Steam store rendered in Servo - jontro
https://twitter.com/jruderman/status/580888265642770433
======
davvid
I'm a C++ developer, and Rust looks very exciting to me. Maybe I'm optimistic,
but Rust really looks like it can be a serious C++ contender in the long run.

Talking with other C++11/C++14 users here, the general feeling is that, yes,
C++ is a good language because of the performance you can get out of it and
some of the nice features that have been added, but the language carries
around a lot of cruft that is unavoidable due to its age and maturity.

C++ has always been an expert's language. These days it's the expert's expert
language++. There are no shortages of landmines and gotchas in the C++
landscape.

Modern C++ is a new language, and it really does help, but for the first time
there's another language that can actually fill those same shoes.

A really big deal that isn't really addressed by golang is the fact that you
can produce shared libraries with rust, and call them from existing C/C++
programs through a C interface. That's a really big deal in places with a lot
of legacy code.

Another big deal (from the scientific computing POV) is the lack of garbage
collection. Yes, GC is helpful, but replacing C++ means squeezing every last
bit of performance out of your hardware. Rust does not sacrifice in this
regard.

I really hope that Rust has a bright future. It's almost like "C++ done
right", but I would stray away from such a label since someone might Linus you
and say, "there's no way to do C++ right".
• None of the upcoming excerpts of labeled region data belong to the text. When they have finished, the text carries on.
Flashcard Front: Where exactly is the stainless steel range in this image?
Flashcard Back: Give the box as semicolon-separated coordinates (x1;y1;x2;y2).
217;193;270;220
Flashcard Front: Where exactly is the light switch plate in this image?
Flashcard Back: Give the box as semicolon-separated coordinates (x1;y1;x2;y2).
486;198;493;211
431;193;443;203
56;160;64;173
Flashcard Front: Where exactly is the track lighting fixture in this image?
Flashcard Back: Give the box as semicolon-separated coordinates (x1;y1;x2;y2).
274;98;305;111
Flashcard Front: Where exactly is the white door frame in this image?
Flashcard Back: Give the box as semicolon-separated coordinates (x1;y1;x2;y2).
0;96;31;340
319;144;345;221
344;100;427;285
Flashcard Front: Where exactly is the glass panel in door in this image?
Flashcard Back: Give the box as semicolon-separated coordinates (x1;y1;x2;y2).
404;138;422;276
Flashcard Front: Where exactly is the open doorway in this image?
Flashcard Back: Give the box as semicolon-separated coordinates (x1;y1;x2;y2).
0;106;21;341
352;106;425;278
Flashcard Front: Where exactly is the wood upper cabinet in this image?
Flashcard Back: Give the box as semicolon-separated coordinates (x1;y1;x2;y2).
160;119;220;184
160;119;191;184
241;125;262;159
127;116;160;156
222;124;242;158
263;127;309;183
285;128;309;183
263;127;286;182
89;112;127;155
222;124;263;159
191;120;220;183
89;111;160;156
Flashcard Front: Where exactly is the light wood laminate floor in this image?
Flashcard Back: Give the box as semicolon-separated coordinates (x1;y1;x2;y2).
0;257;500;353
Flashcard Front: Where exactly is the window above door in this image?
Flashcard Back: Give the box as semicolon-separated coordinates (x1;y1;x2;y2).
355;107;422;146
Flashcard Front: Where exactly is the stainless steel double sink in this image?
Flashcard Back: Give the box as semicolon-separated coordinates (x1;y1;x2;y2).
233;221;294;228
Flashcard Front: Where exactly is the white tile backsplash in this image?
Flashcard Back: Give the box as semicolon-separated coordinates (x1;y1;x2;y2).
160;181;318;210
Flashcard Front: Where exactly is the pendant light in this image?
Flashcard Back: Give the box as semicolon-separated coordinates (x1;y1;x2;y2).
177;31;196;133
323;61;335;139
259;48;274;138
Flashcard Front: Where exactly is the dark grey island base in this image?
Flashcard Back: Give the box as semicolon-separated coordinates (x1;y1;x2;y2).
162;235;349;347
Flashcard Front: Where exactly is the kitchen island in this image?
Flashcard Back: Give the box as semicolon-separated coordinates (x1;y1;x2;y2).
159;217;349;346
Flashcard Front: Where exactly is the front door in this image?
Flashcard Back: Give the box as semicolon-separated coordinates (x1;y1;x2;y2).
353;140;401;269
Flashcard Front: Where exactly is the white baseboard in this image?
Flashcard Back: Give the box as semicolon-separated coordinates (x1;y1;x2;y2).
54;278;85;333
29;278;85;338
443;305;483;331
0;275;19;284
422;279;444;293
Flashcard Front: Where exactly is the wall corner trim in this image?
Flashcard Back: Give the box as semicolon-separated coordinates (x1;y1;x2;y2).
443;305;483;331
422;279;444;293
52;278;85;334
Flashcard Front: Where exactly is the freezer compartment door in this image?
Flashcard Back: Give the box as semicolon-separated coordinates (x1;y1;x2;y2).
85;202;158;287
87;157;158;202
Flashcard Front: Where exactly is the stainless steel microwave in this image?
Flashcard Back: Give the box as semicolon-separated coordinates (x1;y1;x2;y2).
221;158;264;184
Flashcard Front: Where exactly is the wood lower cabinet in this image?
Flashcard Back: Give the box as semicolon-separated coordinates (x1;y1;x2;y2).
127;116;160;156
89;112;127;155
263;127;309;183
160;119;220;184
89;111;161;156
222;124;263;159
I also view golang as the successor to Python. It's faster, modern, addresses
concurrency, and makes things easier for developers. It takes a strongly
opinionated stance, and that's exactly the right choice for many problem
domains.

Python, unfortunately, is dead to me. The GIL is a deal-breaker, and even
though we have _lots_ of Python code in production, I can definitely see a
future where Python is phased out in favor of something like golang.

Basically, I'm bullish on Rust + Golang, neutral on C++, and slightly bearish
on Python/Ruby-like languages that do not address the concurrency problem.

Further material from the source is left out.